S&P’s decision yesterday to reduce Greece’s credit rating for the second time this year raised concern among investors that the worst global recession since World War II is still weighing on some economies. At the same time, the Fed said after a two-day meeting that most of its lending programs will expire as scheduled Feb. 1.
“It’s just a bad day of news,” said Kevin Rendino, who manages $10 billion in Plainsboro, New Jersey, at BlackRock Inc., the world’s largest asset manager.
Investors retreated from higher-yielding assets to the safety of dollars, Treasuries and the yen.
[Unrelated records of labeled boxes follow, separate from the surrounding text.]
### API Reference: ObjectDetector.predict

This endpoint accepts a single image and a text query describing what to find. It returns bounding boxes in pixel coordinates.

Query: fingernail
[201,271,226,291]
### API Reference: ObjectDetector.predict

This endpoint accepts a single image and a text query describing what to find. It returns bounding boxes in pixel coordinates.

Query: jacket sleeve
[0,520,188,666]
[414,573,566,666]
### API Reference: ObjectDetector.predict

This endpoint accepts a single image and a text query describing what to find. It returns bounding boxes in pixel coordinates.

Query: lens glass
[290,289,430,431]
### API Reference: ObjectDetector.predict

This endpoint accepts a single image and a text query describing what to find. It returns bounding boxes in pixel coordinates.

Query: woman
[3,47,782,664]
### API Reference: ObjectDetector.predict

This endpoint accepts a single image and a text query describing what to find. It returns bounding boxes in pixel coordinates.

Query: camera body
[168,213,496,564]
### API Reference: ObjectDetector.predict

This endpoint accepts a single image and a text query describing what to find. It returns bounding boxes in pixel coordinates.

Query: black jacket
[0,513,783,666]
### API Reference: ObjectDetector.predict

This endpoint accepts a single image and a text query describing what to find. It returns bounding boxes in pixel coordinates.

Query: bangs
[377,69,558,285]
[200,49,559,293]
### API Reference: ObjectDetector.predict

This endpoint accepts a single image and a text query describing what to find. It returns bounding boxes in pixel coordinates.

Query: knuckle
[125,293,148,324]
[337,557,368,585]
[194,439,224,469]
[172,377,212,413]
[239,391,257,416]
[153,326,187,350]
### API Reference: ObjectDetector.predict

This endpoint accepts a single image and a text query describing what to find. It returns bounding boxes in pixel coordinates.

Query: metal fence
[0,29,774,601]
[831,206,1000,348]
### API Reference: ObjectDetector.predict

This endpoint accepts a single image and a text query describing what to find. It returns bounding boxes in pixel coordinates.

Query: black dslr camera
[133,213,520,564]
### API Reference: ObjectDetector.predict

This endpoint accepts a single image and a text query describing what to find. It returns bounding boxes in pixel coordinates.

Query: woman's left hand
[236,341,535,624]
The dollar climbed as much as 1.4 percent to $1.4329 against the euro, its highest level since Sept. 8, and the yen rose against 13 of the 16 most- traded currencies, adding 1 percent compared with the European currency. Government bonds advanced, with the yield on the 10- year Treasury note falling nine basis points to 3.5 percent.
Commodity Producers, Banks
Raw material producers led declines in U.S. shares as the strengthening dollar reduced demand for commodities as an alternative investment. Citigroup led financial shares lower, while Goldman Sachs Group Inc. and Morgan Stanley also fell as analyst Meredith Whitney cut profit estimates on concern clients are trading less.
Greek bonds tumbled, sending the 10-year note yield up 19 basis points to 5.7 percent. Credit-default swaps linked to Greek debt rose 13.5 basis points to 252.5, according to CMA DataVision, the highest since March.
Greek stocks helped lead the declines in Europe, with the Athens Stock Exchange General Index falling 1.2 percent.
Governments around the world are selling unprecedented amounts of debt, straining budgets just as the economic recovery takes hold. Moody’s Investors Service said in a Dec. 8 report the credit ratings of the U.S. and U.K. may “test the Aaa boundaries.”
‘All Eyes’ on Greece
“All eyes are on Greece, and to a lesser extent Spain and the U.K.,” said Luca Cazzulani, a fixed-income strategist at UniCredit SpA in Milan. “The situation requires a lot of prudence right now” from investors, he said.
The pound dropped 1.2 percent to $1.6132, its lowest level in two months against the dollar, after the Office for National Statistics in London said British retail sales unexpectedly fell in November for the first time since May.
The MSCI Asia Pacific Index fell 1.1 percent. Westpac Banking Corp. dropped 1.1 percent in Sydney and China Overseas Land & Investment Ltd. lost 1.9 percent in Hong Kong.
Hong Kong may suffer “sharp corrections” in asset prices should fund flows reverse, according to the city’s central bank. A rally in the stock market was fueled by an influx of capital fanned by the outlook for China’s economy, the Hong Kong Monetary Authority said in a quarterly report yesterday.
Emerging Markets Drop
The MSCI Emerging Markets Index fell 2 percent, the steepest intraday decline since Dec. 1. Developing-nation bonds dropped, sending the extra yield investors demand to own the debt over U.S. Treasuries up 14 basis points to 3.08 percentage points, according to JPMorgan Chase & Co.’s EMBI+ Index.
All 26 emerging-market currencies that traded against the dollar weakened, led by declines of 2 percent in the Hungarian forint and Polish zloty.
Copper for delivery in three months declined 2.3 percent to $6,874 a metric ton on the London Metal Exchange, leading a retreat in industrial metals.
Crude oil for January delivery fell 1.8 percent to $71.32 a barrel in New York. Gold for immediate delivery dropped 3 percent to $1,104.30 an ounce as the stronger dollar diminished the appeal of the metal.